Satgas Covid-19 di kota Surabaya dan Sidoarjo belakangan sedang giat-giatnya melakukan operasi yustisi untuk mendisiplinkan masyarakat tentang protokol kesehatan (prokes) Covid-19. Gabungan Polisi, TNI, Pol-pp, Dishub dan petugas terkait lainnya gencar bergerilya bersama mencari warga yang kedapatan melanggar protokol prokes.

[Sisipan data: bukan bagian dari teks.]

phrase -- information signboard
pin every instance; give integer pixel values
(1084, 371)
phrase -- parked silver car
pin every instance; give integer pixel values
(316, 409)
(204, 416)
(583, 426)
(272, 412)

Sanksi yang akan dikenakan kepada pelanggar beragam. Mulai dari sekedar push up ditempat, hingga membayar denda puluhan bahkan ratusan ribu rupiah, tergantung jenis pelanggarannya. Seperti yang terjadi pada teman saya beberapa hari yang lalu.
Sekitar pukul 09.30 WIB tanggal 18 Januari lalu seorang teman mengabarkan di grup WA kalau dia kena razia masker saat mengendarai motor. Dia sudah pakai masker tapi hidungnya kelihatan. Dia dianggap melanggar prokes Covid-19 dan dikenai sanksi denda sebesar 100 ribu rupiah. Di samping itu, kata dia, ada warkop kecil di sekitar lokasi razia tersebut yang juga dianggap melanggar prokes. Denda nya tidak main-main, lima ratus ribu rupiah.
Seperti yang kita tahu, operasi masif itu terjadi lantaran PSBB Jawa-Bali berlaku sejak tanggal 11 sampai 25 Januari. Dan akan di perpanjang lagi sampai tanggal 8 Februari 2021.
Melansir dari situs covid19.go.id per-hari Senin kemarin (25/1) Jawa Timur masih menjadi provinsi terbanyak penyumbang kasus positif corona urutan ke-4 setelah DKI Jakarta, Jawa Barat, dan Jawa Tengah. Dengan jumlah kasus positif sebanyak 106.162 orang. Dan di urutan pertama sebagai provinsi dengan jumlah kematian akibat Covid-19 terbanyak se-Indonesia, yakni 7.381 jiwa. Karenanya, Gubernur Jatim Ibu Khofifah menetapkan 15 daerah di Jawa Timur masuk wilayah PPKM (Pemberlakuan Pembatasan Kegiatan Masyarakat).
***
Orang yang tidak mengenakan masker saat di kota akan dianggap melanggar protokol kesehatan covid-19, bahkan bisa di denda. Sedangkan di beberapa desa, hal itu dianggap biasa saja. Di desa saya misalnya, di ujung Sampang Madura sana.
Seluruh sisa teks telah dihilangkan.